My Life’s Birds: #340
November 5, 1994 – Table Rock Lake, Mo – The little diving duck known as the Bufflehead is so named because the unusual shape of its head suggests that of the American Bison, or so it did to the first people to lay eyes on it those many years ago. The similarities end there, however. The Bison is huge, the most massive land mammal on the continent, while the Bufflehead holds the distinction of being the smallest waterfowl.
Perhaps because of it’s small stature, the Bufflehead prefers slightly smaller, shallower bodies of water than its closest relatives, the heftier Goldeneyes. I’ve always associated Goldeneyes as birds of vast reservoirs. To see them well requires standing in the cold with scopes trained on the far side of the lake, scanning for that flash of white. Buffleheads are much more accommodating. One can enjoy them at leisure as they congregate in side ponds, or sewage treatment facilities, or, as with my first ones, in the overflow pond at the trout hatchery beneath the behemoth Table Rock Dam where they could pick through the effluence for discarded trout fry.

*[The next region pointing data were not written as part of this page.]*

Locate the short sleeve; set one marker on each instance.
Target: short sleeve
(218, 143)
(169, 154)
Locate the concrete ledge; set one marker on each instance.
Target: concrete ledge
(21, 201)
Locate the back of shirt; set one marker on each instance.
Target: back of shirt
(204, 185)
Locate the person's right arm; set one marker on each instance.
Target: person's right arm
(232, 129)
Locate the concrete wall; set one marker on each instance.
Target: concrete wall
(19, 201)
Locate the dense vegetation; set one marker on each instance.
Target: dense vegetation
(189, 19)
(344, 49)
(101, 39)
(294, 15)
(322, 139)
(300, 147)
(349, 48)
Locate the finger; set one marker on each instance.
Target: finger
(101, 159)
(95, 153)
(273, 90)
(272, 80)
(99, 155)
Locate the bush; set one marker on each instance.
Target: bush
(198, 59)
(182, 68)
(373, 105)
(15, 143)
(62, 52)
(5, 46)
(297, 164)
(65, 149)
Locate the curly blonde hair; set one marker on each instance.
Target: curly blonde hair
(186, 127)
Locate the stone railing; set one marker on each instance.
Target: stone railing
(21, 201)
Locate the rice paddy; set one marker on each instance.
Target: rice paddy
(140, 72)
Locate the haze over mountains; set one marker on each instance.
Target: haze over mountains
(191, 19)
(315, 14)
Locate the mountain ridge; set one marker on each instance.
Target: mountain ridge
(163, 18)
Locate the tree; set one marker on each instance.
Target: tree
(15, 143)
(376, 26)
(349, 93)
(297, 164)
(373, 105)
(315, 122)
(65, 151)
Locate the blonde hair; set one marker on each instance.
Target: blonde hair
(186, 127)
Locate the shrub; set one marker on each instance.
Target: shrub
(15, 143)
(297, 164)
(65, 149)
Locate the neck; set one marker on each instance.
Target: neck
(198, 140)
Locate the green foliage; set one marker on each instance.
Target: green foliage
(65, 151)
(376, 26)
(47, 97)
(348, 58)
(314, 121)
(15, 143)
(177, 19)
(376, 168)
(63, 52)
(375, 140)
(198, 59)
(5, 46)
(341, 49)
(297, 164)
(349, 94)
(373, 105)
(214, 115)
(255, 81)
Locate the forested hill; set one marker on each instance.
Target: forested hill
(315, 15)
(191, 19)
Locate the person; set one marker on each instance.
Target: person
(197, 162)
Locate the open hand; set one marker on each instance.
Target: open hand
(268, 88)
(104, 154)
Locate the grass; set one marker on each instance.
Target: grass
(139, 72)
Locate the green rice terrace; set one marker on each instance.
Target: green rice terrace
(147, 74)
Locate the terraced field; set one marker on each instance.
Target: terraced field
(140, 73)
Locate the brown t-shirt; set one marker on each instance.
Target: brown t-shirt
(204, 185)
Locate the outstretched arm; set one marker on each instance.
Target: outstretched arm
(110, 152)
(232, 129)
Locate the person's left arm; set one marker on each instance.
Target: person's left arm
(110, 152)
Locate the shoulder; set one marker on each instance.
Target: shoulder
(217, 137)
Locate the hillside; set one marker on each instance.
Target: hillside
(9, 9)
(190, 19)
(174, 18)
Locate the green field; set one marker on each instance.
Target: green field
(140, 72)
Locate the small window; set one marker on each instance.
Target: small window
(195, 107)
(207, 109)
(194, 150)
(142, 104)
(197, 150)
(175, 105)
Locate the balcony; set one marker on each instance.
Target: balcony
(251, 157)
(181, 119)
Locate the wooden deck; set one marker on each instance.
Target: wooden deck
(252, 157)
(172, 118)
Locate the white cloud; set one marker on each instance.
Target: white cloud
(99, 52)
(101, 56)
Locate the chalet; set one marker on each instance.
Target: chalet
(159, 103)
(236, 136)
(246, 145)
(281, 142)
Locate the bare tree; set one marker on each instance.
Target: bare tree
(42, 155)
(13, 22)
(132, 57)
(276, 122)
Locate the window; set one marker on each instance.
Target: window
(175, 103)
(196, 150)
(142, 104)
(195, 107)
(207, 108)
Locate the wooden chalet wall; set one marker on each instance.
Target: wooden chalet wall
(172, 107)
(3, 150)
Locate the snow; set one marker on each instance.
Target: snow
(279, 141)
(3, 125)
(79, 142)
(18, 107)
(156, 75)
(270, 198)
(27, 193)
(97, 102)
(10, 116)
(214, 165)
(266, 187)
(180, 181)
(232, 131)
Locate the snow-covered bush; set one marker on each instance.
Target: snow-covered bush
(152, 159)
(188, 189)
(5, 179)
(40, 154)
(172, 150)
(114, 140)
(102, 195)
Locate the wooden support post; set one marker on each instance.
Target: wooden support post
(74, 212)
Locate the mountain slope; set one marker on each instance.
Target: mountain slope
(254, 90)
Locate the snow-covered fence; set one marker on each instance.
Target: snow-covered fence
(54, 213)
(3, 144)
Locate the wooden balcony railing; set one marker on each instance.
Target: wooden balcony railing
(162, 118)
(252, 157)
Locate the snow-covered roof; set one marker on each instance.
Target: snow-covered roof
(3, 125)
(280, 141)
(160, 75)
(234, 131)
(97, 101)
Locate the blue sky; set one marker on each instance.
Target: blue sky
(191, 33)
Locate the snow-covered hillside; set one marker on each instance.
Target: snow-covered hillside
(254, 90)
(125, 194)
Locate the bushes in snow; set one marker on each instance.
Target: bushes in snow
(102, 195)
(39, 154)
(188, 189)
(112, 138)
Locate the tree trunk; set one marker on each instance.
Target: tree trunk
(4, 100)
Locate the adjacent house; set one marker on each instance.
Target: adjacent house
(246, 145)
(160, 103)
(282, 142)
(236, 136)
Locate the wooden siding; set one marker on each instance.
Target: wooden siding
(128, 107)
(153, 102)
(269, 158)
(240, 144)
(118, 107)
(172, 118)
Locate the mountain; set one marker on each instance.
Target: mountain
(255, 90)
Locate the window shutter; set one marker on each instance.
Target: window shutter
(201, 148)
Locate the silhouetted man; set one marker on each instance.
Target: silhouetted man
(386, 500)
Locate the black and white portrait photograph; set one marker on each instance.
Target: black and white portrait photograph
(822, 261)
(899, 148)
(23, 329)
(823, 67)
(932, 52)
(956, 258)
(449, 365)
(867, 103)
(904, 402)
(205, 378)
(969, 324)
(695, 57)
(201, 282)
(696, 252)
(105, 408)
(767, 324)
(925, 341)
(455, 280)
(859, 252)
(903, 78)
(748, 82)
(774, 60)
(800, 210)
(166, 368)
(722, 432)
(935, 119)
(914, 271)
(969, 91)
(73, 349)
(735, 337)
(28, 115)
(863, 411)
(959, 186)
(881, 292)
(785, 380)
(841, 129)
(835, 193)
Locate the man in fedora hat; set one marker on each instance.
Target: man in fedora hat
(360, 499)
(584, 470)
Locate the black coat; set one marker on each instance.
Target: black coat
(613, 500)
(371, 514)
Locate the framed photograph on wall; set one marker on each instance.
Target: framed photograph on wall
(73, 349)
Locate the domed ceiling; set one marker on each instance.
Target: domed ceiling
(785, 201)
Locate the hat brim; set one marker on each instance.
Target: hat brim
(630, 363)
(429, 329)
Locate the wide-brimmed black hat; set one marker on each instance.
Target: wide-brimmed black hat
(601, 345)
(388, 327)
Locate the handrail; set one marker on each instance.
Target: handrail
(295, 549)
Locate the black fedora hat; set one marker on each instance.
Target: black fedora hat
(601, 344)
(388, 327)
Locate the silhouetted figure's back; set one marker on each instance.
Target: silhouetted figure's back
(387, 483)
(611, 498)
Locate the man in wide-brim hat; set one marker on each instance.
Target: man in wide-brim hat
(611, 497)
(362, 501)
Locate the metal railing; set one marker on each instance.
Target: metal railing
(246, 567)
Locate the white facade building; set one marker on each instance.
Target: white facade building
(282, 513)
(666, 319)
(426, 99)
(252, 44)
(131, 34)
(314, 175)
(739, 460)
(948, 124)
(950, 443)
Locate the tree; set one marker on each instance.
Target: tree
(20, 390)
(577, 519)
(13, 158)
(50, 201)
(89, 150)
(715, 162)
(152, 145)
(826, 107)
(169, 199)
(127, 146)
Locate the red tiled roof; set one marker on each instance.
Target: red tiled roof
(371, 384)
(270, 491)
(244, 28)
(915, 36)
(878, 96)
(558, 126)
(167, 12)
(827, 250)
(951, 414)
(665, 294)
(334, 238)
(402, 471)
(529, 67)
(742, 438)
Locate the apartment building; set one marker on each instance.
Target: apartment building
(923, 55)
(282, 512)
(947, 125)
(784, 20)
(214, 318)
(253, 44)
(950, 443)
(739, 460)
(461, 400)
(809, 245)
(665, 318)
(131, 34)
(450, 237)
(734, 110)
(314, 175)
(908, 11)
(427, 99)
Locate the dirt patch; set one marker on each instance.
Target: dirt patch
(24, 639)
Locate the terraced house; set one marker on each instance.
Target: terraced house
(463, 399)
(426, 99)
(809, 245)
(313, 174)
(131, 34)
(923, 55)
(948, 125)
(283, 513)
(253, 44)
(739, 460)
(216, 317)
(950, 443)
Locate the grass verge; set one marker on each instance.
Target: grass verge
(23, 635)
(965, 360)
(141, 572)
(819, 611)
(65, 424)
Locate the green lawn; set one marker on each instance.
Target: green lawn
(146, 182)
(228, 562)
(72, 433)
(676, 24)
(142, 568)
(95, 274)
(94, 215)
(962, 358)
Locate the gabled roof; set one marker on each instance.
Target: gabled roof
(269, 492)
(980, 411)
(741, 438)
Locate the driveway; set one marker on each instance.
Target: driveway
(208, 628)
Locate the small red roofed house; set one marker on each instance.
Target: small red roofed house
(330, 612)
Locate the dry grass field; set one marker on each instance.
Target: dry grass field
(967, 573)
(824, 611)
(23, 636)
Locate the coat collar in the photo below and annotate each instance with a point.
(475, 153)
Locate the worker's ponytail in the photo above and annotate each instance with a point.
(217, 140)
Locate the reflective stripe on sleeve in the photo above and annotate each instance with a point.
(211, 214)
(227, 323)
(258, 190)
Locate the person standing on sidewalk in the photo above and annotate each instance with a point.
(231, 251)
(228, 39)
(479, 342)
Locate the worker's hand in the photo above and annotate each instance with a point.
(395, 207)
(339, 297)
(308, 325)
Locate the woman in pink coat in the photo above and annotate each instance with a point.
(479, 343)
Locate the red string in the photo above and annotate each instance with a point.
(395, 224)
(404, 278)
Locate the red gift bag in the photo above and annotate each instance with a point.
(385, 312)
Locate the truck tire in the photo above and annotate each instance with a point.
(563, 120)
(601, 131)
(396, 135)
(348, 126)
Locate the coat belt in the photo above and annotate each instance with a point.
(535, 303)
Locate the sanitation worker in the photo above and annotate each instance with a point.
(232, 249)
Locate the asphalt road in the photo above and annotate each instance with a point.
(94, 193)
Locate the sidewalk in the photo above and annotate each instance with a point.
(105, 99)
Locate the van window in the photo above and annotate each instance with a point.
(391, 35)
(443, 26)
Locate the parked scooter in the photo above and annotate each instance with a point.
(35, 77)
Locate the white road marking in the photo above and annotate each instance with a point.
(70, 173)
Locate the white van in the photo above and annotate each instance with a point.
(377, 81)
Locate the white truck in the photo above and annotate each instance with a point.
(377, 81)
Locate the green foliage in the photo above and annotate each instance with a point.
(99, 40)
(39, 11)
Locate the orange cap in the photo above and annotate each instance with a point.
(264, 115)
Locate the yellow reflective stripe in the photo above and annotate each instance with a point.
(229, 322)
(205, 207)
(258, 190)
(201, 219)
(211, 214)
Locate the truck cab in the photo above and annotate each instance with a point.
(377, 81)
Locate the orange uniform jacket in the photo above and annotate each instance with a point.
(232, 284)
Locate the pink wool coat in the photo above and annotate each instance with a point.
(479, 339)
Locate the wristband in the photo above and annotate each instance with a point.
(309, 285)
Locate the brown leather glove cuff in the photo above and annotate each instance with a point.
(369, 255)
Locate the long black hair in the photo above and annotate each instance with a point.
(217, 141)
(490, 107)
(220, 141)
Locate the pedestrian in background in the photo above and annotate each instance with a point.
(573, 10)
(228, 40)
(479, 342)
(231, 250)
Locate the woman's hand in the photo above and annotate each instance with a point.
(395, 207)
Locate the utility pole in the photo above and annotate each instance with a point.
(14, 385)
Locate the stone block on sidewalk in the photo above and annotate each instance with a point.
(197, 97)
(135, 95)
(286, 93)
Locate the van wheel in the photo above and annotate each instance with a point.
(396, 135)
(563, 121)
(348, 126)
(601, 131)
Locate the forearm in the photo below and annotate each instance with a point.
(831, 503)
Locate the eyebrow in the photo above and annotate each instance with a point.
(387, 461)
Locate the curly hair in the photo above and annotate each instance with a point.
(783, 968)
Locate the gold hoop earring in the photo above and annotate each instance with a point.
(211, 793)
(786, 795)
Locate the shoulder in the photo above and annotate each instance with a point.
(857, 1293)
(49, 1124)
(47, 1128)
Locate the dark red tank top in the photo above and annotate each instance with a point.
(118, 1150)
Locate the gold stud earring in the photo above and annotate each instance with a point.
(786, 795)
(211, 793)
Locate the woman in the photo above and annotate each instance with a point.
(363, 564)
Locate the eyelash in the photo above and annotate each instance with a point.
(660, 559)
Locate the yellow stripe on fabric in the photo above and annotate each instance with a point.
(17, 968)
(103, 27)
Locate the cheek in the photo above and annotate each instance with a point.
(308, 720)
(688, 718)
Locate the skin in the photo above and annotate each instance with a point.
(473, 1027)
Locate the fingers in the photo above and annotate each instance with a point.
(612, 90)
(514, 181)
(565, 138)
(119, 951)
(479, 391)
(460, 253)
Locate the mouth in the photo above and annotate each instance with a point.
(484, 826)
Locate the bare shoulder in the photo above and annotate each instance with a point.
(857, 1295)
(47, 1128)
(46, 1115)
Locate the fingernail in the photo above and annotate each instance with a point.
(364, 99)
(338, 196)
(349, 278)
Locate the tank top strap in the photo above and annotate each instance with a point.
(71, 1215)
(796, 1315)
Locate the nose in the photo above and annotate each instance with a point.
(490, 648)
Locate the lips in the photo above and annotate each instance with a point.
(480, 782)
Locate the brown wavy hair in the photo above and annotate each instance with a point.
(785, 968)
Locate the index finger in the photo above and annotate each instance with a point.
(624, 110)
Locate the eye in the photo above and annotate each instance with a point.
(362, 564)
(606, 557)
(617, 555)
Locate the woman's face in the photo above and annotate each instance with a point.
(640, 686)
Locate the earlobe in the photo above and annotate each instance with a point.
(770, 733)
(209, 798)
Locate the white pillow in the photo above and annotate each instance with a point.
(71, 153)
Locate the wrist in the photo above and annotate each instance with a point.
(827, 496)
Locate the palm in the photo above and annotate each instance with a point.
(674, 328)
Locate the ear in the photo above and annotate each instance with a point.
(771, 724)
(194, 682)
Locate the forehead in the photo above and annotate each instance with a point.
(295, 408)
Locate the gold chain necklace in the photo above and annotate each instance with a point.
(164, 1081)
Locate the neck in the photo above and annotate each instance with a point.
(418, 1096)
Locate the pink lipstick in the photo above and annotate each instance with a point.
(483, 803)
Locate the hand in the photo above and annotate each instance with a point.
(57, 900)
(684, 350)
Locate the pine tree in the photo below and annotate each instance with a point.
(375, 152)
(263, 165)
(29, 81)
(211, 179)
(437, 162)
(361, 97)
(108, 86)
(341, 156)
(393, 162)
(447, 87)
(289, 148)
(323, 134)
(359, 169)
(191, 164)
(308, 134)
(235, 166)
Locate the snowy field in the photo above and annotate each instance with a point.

What the Bufflehead lacks in size, though, it more than makes up for in personality. While winter for most birds is a season given over for simple survival, most ducks are busy laying the ground work for next year. Which, for Buffleheads, involves lots of head bobbing, splashing about in an exaggerated fashion, and chasing erstwhile rivals. All this so that the decisions as to the business of next years crop of Buffleheads is taken care of before the far too short boreal summer calls once again. At the very least, it all makes for a nice winter morning for those who choose to watch.